Loretta Ryan, radio presenter
I hadn’t realised how anxious I was about my personal safety until I found myself walking to my car at night after visiting a friend in Royal Brisbane and Women’s Hospital.
I arrived at the hospital about 4pm, not expecting to stay so long.
I found myself walking to my car at 8pm, certainly not too late in the evening but late enough to make me feel uneasy.
During the walk to the car park, I became very much aware of my surroundings and the fact that I was alone and vulnerable.
To make matters worse, I had parked in the wrong car park, which was further away, and I really didn’t know where I was going.
A nurse had given me advice to walk along the front of the hospital but as I did that, the anxiety started to build.
My mind kept reverting to the recent news reports about a woman who had been attacked and killed while walking alone at night.
I started to run, tears welling.
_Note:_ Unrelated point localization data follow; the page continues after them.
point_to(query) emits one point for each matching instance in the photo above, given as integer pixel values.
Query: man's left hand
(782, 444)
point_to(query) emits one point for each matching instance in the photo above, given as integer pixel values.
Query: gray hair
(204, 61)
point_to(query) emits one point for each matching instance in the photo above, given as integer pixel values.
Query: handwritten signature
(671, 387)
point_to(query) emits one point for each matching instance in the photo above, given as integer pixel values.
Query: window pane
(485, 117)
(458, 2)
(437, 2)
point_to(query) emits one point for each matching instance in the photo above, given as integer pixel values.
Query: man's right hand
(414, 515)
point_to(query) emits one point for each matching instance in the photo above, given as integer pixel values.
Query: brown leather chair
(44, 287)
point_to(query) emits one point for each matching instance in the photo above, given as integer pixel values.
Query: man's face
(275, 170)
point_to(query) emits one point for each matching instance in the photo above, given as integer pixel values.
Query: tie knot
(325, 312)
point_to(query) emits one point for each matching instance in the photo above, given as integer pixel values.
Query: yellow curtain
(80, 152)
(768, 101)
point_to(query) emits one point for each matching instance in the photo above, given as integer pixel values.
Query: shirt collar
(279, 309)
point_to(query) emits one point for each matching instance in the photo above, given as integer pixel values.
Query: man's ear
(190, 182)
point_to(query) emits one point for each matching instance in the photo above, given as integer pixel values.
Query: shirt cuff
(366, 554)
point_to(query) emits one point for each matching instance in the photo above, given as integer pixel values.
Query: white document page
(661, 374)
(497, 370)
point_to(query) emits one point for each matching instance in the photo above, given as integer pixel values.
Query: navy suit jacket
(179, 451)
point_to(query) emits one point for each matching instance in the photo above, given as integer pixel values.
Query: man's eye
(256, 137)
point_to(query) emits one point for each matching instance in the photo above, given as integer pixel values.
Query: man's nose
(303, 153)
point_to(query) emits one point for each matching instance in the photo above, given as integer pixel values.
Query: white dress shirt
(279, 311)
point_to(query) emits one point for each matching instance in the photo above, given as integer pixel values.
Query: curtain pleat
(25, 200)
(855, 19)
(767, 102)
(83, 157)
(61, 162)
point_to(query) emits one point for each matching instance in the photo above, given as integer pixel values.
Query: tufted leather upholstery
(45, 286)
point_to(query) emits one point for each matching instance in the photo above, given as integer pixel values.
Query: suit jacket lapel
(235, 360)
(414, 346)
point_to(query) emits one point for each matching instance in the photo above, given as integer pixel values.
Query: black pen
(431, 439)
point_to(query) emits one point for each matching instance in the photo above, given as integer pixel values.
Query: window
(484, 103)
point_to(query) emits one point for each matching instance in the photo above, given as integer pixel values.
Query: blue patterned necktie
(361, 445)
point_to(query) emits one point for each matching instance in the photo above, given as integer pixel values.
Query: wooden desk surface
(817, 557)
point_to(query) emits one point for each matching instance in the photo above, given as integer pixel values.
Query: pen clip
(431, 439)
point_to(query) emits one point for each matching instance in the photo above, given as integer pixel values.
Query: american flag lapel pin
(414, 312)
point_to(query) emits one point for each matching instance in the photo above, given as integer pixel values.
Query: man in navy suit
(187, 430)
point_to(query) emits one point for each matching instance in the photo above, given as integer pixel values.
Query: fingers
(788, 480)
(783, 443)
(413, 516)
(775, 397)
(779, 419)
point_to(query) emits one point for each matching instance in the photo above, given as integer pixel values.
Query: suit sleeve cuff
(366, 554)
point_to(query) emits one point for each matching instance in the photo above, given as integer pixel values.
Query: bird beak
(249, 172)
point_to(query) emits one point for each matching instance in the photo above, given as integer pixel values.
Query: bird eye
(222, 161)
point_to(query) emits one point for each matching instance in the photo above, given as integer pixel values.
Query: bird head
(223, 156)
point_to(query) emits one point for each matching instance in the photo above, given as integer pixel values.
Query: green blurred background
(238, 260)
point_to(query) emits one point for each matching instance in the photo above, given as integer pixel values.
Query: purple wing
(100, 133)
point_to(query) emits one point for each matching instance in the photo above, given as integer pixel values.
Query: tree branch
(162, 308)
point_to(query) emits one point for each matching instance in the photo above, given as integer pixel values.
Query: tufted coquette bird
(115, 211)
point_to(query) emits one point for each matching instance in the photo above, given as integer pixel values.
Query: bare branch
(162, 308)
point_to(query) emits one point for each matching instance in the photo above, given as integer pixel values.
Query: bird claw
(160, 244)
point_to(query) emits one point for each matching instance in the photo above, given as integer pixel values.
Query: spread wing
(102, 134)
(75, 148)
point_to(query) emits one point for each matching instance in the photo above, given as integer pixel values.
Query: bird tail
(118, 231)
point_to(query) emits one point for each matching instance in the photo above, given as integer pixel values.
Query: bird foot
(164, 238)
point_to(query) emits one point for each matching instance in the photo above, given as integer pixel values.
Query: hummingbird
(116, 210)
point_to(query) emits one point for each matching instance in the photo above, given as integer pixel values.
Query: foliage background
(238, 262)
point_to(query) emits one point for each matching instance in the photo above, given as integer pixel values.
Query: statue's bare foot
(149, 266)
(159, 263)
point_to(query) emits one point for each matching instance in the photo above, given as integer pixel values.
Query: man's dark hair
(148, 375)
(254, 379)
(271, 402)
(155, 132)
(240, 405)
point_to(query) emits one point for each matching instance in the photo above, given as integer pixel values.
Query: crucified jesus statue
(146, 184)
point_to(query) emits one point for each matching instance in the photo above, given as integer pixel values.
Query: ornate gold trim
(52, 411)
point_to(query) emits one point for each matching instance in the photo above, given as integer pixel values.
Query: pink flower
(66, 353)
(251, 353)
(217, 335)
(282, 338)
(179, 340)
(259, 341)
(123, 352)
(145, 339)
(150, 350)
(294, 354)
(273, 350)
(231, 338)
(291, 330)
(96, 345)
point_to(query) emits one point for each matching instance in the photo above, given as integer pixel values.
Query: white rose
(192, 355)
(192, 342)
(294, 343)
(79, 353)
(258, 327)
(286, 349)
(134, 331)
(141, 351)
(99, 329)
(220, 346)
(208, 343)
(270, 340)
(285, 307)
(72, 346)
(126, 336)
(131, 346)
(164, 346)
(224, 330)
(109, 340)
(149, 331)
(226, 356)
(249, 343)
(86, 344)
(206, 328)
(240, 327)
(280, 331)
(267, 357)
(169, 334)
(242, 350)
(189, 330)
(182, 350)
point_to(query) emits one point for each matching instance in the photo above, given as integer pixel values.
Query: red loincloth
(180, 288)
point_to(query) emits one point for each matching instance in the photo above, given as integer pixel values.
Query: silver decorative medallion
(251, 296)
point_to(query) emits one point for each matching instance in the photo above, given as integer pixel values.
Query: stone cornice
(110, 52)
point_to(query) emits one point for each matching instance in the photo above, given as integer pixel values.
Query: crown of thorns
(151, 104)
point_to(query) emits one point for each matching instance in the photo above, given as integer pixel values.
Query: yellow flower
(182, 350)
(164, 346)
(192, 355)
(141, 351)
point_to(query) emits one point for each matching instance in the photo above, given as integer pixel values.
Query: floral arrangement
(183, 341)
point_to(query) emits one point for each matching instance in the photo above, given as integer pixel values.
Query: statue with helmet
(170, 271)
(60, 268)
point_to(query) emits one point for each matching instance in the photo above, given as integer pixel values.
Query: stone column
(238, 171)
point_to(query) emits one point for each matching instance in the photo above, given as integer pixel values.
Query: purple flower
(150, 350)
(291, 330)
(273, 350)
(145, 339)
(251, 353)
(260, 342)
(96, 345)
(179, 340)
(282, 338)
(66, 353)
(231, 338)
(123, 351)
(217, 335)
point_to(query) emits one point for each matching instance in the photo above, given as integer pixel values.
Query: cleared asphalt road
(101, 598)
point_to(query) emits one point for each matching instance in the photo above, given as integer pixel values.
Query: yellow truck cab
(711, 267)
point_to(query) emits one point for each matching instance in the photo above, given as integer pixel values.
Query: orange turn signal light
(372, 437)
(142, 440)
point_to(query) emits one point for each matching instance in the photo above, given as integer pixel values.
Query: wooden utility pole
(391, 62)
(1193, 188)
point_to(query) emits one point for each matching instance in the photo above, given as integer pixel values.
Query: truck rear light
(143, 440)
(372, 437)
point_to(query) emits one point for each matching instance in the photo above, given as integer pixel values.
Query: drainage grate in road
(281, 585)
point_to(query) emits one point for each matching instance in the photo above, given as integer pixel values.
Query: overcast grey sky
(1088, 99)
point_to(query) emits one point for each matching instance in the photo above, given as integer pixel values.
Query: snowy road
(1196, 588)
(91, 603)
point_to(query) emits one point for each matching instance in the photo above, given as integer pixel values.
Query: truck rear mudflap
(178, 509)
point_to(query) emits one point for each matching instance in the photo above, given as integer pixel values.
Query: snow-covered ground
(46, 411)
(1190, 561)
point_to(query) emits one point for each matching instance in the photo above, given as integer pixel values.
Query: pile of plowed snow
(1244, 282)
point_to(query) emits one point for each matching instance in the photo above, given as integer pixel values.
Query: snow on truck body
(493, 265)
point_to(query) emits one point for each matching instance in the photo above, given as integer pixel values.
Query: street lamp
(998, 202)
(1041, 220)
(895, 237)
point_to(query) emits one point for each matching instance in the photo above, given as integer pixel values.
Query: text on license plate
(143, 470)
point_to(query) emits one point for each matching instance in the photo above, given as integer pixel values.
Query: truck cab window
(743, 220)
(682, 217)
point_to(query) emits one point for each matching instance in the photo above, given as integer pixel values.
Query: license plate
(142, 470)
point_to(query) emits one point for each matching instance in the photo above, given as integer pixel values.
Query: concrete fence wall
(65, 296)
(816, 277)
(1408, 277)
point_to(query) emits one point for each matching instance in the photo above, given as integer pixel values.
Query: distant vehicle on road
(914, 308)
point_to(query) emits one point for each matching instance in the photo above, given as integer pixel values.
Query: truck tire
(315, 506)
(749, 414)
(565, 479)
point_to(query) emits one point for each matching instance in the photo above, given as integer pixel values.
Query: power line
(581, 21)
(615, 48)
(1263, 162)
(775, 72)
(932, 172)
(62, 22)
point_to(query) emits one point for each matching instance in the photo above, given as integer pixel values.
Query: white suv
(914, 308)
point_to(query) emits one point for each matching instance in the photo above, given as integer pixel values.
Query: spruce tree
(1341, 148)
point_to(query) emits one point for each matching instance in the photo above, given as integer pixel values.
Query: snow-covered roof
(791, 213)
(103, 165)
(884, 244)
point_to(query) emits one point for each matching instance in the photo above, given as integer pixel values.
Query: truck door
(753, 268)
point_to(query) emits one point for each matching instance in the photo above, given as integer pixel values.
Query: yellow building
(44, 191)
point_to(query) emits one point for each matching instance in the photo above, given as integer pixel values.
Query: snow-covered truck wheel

I looked at my surroundings and thought how easy it would be for someone to attack me.
I wondered if any of the cars driving past on the busy Bowen Bridge Rd would stop if they saw me struggling with a man, or would they not get involved.
My thoughts turned to how to defend myself.
By this time I was running faster, crying a bit harder and thinking of mum and dad sitting at home.
What a terrible shock it would be for them if something happened to me.
I had really worked myself up. As I approached the corner, I saw an ambulance parked in the driveway at the hospital.
With a shaky voice, I told them I was lost and couldn’t find where I had parked.
They told me to hop in and kindly drove me around the corner to the car park, watching as I walked to my car.
Earlier one of them had asked me why I was so worked up.
I’ve often asked myself that same question. Why did I get so anxious about my safety? How long have I felt like that?
The answer – always. Because women get attacked, through no fault of their own, while walking home.
It shouldn’t happen but it does.
It has to stop.
Sarah Wills, radio personality and Forty podcast co-host
At 23, I signed up to a self-defence program with a group of girlfriends as a fun activity.
Held on a weeknight at a Brisbane university, there were a lot of young women in the class – which was led by a grey-bearded man, roughly in his 50s. (I can’t recall his name but for the purpose of this tale, let’s call him Dick.)
Over the course, we learned a manoeuvre to defend ourselves if, say, we were grabbed from behind at an ATM. Dick would wrap his arms around our chests, and our trained reaction was to pull down on his forearms to break the grip, while bending our knees to throw his body weight off our back, then drop him over a shoulder on to the mat.
After going for several weeks, it was my turn during class to practice this move with Dick, while the other students worked in pairs overseen by a younger male teacher.
Facing the back of the room, Dick wrapped his arms across my shoulders, which was not where he had put them before. I’m a tall woman, and asked him to bring his grip down across my chest to do it properly.
He did move his arms down – then nuzzled his head into the left side of my neck, squeezed my right breast three times, and said “Ooooh” into my ear with each squeeze.
Time seemed to stop: did the man I paid to teach me self-defence skills to protect me from men just grope me? Yes, he did. Somehow he let me throw him off.
What did I do? Absolutely nothing.
I was in total shock. I remember shaking, clamming up, not looking him in the eye. Nobody saw it happen.
I told my friends after the class, and never returned for the final few weeks.
The nice, younger instructor eventually asked why I wasn’t showing up, and a friend told him the truth. His reply to her? “Oh, not again.”